In her own affidavit, Yukon Anti-Poverty Coalition (YAPC) co-chair Charlotte Hrenchuk wrote that, in her experience, one SCAN eviction can lead to "further evictions, or a cascade of evictions" as people try to find other places to stay, including with friends and family.

She also wrote that clients impacted by SCAN evictions often didn't know they "could try to challenge the eviction, much less go about challenging it," and if they did know, didn't have the resources to do so.

"YAPC is concerned that the legislation has an inequitable impact on people who are already impoverished and living precariously in situations they would not choose if they had genuine, accessible options," she wrote. "Although not the intention of the legislation, it is definitely a negative consequence of the legislation and one that we have seen many times."

Yukon Status of Women Council's executive director, Aja Mason, meanwhile, wrote that SCAN "exemplifies how sex workers are criminalized and stigmatized," noting that the SCAN unit can act on complaints about "prostitution" or "activities related to prostitution" despite the selling of sex not being illegal in Canada.

"This is an egregious misrepresentation of the Canadian Criminal Code and vague language," she wrote.

Mason added that the lack of gender-specific, low-barrier shelters in the Yukon meant that women evicted through SCAN and who actively use substances are not able to access women's shelters, "thereby relegating them to spaces that are significantly less safe."

Safe at Home Society Executive Director Kate Mechan speaks at an unrelated news conference in Whitehorse on Aug. 24. The society has added its voice to the legal challenge agaisnt the SCAN legislation, a law advocates say hurts vulnerable people. (Jackie Hong/CBC)

Review of SCAN 'would be in the best interest'

Safe at Home executive director Kate Mechan wrote in her affidavit that her organization "has observed the displacement of individuals and families through SCAN from one neighborhood to another, truncating support networks and systems of care for the individuals displaced."

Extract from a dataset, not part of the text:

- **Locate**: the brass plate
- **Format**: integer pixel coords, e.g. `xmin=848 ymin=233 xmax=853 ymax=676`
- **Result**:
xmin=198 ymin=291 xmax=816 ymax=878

"Given the frequency with which this law creates unfortunate housing instability for vulnerable individuals[,] the constitutionality of SCAN should be examined by a Court," Mechan wrote.

She added that "mitigating negative social impacts should be considered when legislating community well being," and that a "thorough review" of SCAN "would be in the best interest" of the community.

Wright's petition has not been heard in court yet.

The Canadian Civil Liberties Association filed an application to be added as an intervenor to the case in August. The Yukon Supreme Court will hear the application later this month.